Tuesday, September 8, 2009

Keep on rubbing it in, why doncha?

I've been getting weekly emails from my hospital telling me what fascinating side effects I can expect as my pregnancy moves forward (e.g., Week 23: You look like a manatee! Put down the Ben & Jerry's, or, Week 31: Your baby is now developing eyelashes and that part of the brain that will make her a horrible adolescent who will inevitably listen to something you won't even recognize as music!). They've been less than helpful for the past few weeks, because my baby is still INSIDE OF ME, you jerks. So yeah, tips on getting enough rest after giving birth, and how much milk/formula my baby needs is really not all that interesting to me now. How about some tips on overly strenuous exercises that might induce labor? Or how to perform your own C-section at home with vodka and a kitchen knife? That's the kind of advice I could use.

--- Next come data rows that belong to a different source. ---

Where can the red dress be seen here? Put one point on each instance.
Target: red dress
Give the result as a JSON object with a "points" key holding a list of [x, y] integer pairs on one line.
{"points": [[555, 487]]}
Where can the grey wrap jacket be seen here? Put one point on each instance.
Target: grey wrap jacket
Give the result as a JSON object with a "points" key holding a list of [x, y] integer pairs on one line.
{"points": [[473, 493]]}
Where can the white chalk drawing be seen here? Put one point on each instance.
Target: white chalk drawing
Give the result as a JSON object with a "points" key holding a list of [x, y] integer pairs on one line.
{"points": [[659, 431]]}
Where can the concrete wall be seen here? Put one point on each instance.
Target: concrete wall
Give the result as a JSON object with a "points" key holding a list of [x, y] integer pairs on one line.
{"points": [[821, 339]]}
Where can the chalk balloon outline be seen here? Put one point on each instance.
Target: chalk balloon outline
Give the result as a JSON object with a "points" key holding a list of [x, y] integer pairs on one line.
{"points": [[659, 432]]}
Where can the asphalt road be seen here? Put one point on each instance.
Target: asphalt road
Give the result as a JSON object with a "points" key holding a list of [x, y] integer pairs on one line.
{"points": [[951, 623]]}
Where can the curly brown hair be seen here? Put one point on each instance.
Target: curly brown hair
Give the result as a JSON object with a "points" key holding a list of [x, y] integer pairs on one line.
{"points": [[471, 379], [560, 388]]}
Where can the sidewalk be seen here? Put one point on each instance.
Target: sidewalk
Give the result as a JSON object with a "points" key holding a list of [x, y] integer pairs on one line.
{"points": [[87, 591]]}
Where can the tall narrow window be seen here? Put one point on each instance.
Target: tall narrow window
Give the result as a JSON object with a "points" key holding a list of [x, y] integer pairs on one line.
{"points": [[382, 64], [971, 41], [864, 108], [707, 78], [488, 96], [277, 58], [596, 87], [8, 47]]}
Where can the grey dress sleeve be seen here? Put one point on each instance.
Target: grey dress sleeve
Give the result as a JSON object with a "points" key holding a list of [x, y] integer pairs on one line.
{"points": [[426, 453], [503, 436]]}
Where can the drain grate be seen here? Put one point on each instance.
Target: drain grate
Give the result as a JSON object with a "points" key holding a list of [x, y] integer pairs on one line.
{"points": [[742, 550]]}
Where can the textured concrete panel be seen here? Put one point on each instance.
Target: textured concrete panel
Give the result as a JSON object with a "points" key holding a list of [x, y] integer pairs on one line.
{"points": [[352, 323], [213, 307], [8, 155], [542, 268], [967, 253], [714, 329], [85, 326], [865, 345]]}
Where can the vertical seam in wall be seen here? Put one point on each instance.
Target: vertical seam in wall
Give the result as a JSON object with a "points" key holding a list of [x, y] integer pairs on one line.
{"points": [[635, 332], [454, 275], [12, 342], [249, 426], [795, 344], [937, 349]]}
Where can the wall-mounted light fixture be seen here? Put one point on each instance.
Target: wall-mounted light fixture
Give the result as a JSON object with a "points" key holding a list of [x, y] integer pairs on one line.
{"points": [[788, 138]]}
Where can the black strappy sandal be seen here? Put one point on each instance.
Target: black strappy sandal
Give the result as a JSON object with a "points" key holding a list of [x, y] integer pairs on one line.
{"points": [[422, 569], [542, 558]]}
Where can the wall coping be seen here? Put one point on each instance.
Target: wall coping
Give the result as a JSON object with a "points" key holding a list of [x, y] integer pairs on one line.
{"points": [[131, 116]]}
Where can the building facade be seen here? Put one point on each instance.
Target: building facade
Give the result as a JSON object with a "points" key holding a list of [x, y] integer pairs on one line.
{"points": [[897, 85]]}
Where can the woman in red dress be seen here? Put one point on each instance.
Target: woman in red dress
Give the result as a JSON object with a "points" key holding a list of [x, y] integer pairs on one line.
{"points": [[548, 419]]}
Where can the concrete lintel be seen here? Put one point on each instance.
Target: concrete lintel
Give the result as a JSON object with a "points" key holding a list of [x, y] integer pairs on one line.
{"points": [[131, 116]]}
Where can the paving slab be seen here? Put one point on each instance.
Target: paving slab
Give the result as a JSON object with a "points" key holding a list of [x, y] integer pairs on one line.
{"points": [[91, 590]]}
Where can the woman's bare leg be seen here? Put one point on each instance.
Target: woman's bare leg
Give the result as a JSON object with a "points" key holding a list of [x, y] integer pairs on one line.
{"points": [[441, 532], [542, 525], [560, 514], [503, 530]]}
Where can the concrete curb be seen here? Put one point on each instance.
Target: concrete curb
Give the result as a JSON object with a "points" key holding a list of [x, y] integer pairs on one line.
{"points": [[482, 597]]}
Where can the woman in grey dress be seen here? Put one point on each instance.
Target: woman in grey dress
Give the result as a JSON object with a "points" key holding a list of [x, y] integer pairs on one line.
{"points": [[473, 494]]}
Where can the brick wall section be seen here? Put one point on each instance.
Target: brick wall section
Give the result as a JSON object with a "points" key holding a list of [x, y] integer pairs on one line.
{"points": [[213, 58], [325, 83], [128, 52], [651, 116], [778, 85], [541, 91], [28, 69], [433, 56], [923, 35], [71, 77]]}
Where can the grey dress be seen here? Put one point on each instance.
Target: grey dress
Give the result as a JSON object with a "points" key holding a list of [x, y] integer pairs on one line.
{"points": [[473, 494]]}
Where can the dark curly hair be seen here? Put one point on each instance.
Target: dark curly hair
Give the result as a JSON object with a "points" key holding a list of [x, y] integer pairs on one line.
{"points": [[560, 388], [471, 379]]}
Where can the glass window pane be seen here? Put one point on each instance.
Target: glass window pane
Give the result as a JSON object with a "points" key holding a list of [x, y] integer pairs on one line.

I'm really trying hard to be patient and wait for the li'l darling to come out when she's ready, but it ain't easy. Since she's obviously brilliant already, I'm guessing she's hanging on until tomorrow, because how cool would it be to be born on 9.9.09? I hear September 8th is a pretty awesome day, too. We've got a few hours... Go, Baby, go!


  1. Baaaabbbbyyyy! Get yer butt out here already! 9.9.09 would be awesome.

  2. I hope Alex has hidden the vodka and kitchen knives!